The Transfiguration gives us a "spiritual booster" before Lent begins

Sermon delivered Sunday, Feb. 26, 2017 (Last Sunday After the Epiphany, Year A), at St. Cuthbert's Episcopal Church, Oakland, CA.

Sermon Text(s): Matthew 17:1-9

“This is my Son, the Beloved; with him I am well pleased; listen to him!” (Matthew 17:5)

Peter, James, and John hear the voice of God speak these words about Jesus as they are gathered on the mountain in today’s Gospel reading.

We heard these exact same words just a few weeks ago, on the first Sunday after the Epiphany, when our Gospel reading was the story of Jesus’s baptism. After John the Baptist baptizes Jesus in the River Jordan, the Holy Spirit descends from heaven in the form of a dove and comes to rest on Jesus’s head, and a voice from heaven says,

“This is my Son, the Beloved, with whom I am well pleased.” (Matthew 3:17)

The season after the Epiphany is bookended by this phrase – “This is my Son, the Beloved, with whom I am well pleased.” The season starts and ends with moments where God declares Jesus to be his beloved Son and commands those around him to take notice. These two great revelations from God take place at the beginning of the two significant phases of Jesus’s life.

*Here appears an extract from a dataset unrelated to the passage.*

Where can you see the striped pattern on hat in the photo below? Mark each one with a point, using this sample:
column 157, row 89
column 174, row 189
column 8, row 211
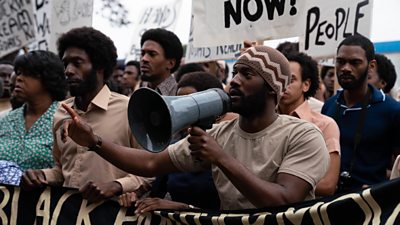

The first event – Jesus’s baptism – occurs at the start of his public teaching ministry, and the second event – the Transfiguration – occurs at the start of his passion, his journey to the cross. We are told to “look, listen up, take notice!” – as he begins to show us how to live and as he begins to show us how to die.

After the story of Jesus’s baptism, we get a series of his teachings in the following weeks. This year, our readings came primarily from the Sermon on the Mount, and we used those readings as starting points to consider how Jesus taught us to live, and how we vow to follow those teachings through the promises we make when we, too, are baptized. Our Baptismal Covenant is our vow to behave in ways that echo the teachings of Jesus: love your neighbor and your enemy, serve God in all people, strive for justice and peace among all people and respect the dignity of every human being.

The Transfiguration marks the starting point of Jesus’s journey toward his death. Shortly before this revelatory moment, Jesus begins to predict his death and speak of it to his disciples, and shortly after shining with a holy light on the mountain, he “sets his face to go to Jerusalem” (Luke 9:51), where he will be killed. We always hear the story of the Transfiguration on the Sunday before Lent begins because it marks the beginning of Jesus’s journey to the cross, the journey we commemorate during Lent and Holy Week.

It also gives us a preview of the Resurrection: the image of Jesus changed in form but yet still recognizably Jesus, shining with an otherworldly light, being proclaimed God’s beloved son, worshipped above all other revered prophets of old, foreshadows his eventual triumph over death through his Resurrection.

On their way down the mountain afterwards, Jesus tells the disciples not to tell anyone about what they have just seen until after “the Son of Man is raised from the dead.” The Transfiguration only makes sense in light of the Resurrection, but the Resurrection cannot happen without walking the road to Jerusalem, the road to death. Peter, James, and John, Jesus’s “inner circle,” are given the vision of the Transfiguration as a “spiritual booster” before they head down that difficult road. They may not understand it in the moment, but somewhere in their consciousness, when they find themselves in the midst of despair, they will remember this: the road may be long and dark, but the end result is Jesus standing triumphant, radiant, shining, glorified above all the prophets.

And as we remember these events of so many years ago, we too are given this “spiritual booster” right before Lent, a “foretaste of the feast to come,” a reminder that the doom and gloom of Lent isn’t all there is to the story. As we prepare for Lent, the Transfiguration reminds us that the Resurrection is not far behind. We enter Lent with the image of a shining, glorified Jesus to lead us through the darkness. In the words of the psalmist, “though I walk through the valley of the shadow of death, I will fear no evil, for you are with me” (Psalm 23:4). As we begin Lent this year, let us not forget that God is with us even as we walk through the wilderness. God is with us in our pain and God is able to transform that pain into new life. The road to death is lit by Resurrection light.